Recall the SEM from Exercise 1
\begin{aligned}
 &S_1: X := N_x \\
 &S_2: Y := -6N_x + N_y \\
 &N_x, N_y \sim^{i.i.d} N(0,1)  
\end{aligned}
Solve $S_2$ for $N_x$ and plug into $S_1$ to get
\begin{aligned}
X = N_x = \frac{N_y-Y}{6}  \Rightarrow  \mathbb{P}^{X|Y = 3} = N\left(-\frac{1}{2}, \frac{1}{36} \right) \neq \mathbb{P}^{X|do(Y = 3)} = N(0,1)
\end{aligned}
- Is this correct Philipp?


#### Causal Effects and the Difference Between Conditioning and Intervening
- Draw Graph again
- Interventions on Y do not affect X, however Interventions on X do affect Y. That is the case because the directed edge goes from $X$ to $Y$.
- We use this observation to define a causal effect.  Given SEM $S$ there is a (total) causal effect from $X$ to $Y$ iff $X \not\!\perp\!\!\!\perp Y$ in $\mathbb{P}^{X|do(X = N^{'}_x)}_S$ for some variable $N^{'}_x$
- Philipp: What if the variable is a number?
- If we want to quatify the causal effect we can compare how probabilities for a specific event change or look at the Average causal effect on $Y$ if we change $X$ from $x^{''}$ to $x^{'}$: $E[Y|X=do(x^{'})]-E[Y|X=do(x^{''})]$
- The do operator only influences the distribution of children of the variable we intervene on.
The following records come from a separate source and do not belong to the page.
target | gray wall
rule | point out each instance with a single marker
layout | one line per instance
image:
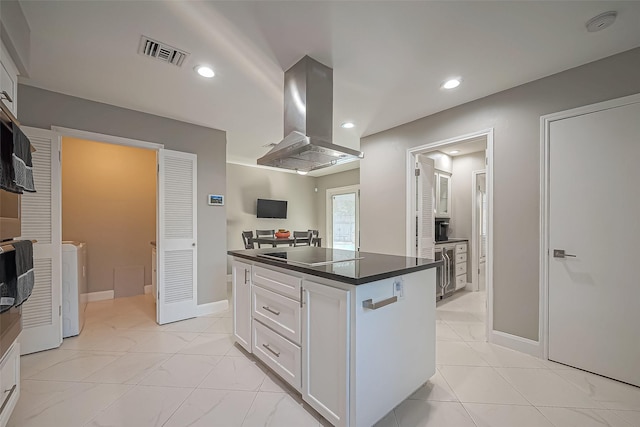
(323, 183)
(15, 34)
(246, 184)
(461, 193)
(42, 109)
(514, 115)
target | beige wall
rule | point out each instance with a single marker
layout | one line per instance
(323, 183)
(515, 117)
(42, 109)
(109, 202)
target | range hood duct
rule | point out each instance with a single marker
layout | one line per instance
(308, 121)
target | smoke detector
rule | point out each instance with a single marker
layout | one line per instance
(601, 21)
(161, 51)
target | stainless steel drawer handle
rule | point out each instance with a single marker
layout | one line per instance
(6, 400)
(376, 305)
(271, 310)
(276, 353)
(6, 96)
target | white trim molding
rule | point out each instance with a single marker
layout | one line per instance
(517, 343)
(100, 296)
(212, 308)
(409, 185)
(98, 137)
(545, 125)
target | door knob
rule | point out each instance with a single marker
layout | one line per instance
(560, 253)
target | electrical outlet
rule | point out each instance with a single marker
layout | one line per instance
(398, 288)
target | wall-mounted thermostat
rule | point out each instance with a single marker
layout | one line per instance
(216, 200)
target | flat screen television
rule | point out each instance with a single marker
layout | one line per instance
(266, 208)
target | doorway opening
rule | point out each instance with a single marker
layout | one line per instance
(109, 201)
(443, 204)
(343, 218)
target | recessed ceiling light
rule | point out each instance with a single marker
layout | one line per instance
(601, 21)
(205, 71)
(451, 83)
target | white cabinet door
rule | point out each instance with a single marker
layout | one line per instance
(41, 221)
(325, 355)
(177, 228)
(241, 282)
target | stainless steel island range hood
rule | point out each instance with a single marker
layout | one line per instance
(308, 121)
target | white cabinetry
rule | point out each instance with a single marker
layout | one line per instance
(241, 283)
(9, 382)
(443, 194)
(8, 81)
(461, 265)
(325, 363)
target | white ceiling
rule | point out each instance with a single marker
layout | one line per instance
(389, 57)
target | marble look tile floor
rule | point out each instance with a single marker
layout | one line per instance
(125, 370)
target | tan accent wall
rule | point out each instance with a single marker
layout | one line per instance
(109, 202)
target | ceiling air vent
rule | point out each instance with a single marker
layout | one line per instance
(161, 51)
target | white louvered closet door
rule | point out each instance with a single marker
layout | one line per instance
(177, 251)
(41, 221)
(425, 207)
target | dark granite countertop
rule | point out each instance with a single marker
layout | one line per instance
(452, 240)
(368, 267)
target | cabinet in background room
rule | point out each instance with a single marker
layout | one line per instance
(461, 265)
(8, 82)
(443, 194)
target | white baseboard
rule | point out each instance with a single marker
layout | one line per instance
(514, 342)
(212, 307)
(99, 296)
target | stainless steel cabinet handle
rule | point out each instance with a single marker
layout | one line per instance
(559, 253)
(271, 310)
(6, 400)
(6, 96)
(376, 305)
(276, 353)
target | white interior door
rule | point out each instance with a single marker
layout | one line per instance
(41, 221)
(177, 236)
(594, 293)
(425, 200)
(343, 218)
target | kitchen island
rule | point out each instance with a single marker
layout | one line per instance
(353, 332)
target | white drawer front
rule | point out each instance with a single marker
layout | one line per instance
(277, 282)
(278, 353)
(280, 313)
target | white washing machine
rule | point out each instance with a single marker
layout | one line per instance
(74, 287)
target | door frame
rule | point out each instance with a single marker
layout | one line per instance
(410, 208)
(475, 243)
(545, 170)
(329, 211)
(116, 140)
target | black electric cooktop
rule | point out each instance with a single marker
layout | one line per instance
(317, 257)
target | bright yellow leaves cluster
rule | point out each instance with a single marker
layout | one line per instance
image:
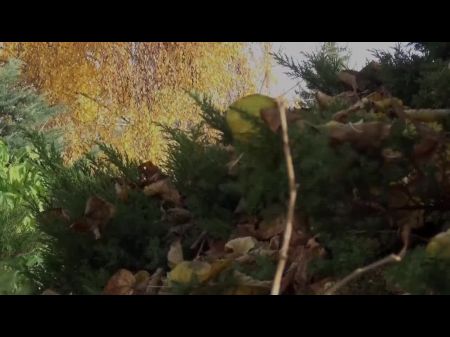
(115, 92)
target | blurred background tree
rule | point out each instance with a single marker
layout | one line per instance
(115, 92)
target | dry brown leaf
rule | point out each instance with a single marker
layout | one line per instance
(242, 245)
(216, 248)
(271, 227)
(165, 190)
(246, 280)
(188, 271)
(97, 214)
(361, 136)
(121, 283)
(272, 119)
(175, 254)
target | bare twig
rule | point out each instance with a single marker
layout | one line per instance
(291, 207)
(384, 261)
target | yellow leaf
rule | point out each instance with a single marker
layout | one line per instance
(241, 127)
(241, 245)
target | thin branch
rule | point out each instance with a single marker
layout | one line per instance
(384, 261)
(292, 198)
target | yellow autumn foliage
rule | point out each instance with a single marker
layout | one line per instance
(116, 92)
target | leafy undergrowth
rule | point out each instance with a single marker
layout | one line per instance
(372, 175)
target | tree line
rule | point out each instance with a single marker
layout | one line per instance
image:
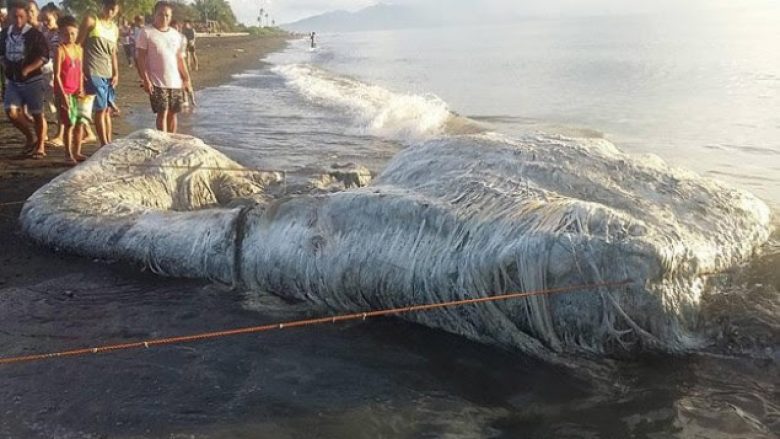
(197, 11)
Conditioning also influences parents.



### The Correct Model
A SEM is correct if the implied distribution is correct and the intervention distributions correspond to distributions obtained from actual interventions.

#### Adjustment Sets (Theorem)
Simplified Notation: $X$ is a Treatment and $Y$ is an outcome. We want to identify $𝑝𝑆,𝑑𝑜(𝑋=𝑥)(𝑦)$ by adjusting for variables in Z.
-Backdoor Adjustment:
    - Z blocks alls paths from $X$ to $Y$ entering $X$ through the backdoor
    - Z contains no descendant of X
-Parent Adjustment: Z contains all parents of $X$ (completely model the selection process)
-Towards Necesity: Any Z with 
    -$Z$ contains no descendant of any node on a directed Path from $X$ to $Y$ (except fo descendants of $X$ that are on a directed path from $X$ to $Y$) AND 
    -Z blocks all non-directed paths from X to Y
    
### Example:
- Backdoor: $\{A\}, \{B\}$
- Parent: $\{C, A\}$
- All: $\{A\}, \{B\}, \{A, B\}, \{A, F\}, \{B, F\}, \{A, C\},
\{B, C\}, \{A, B, C\}, \{A, B, F\}$

### Estimation
If $Z$ is a valid adjustment set $(Y_a, Y_b) \perp X | Z$, therefore we can estimate the average causal effect by controlling for $Z$ in matching or, under linearity, regression.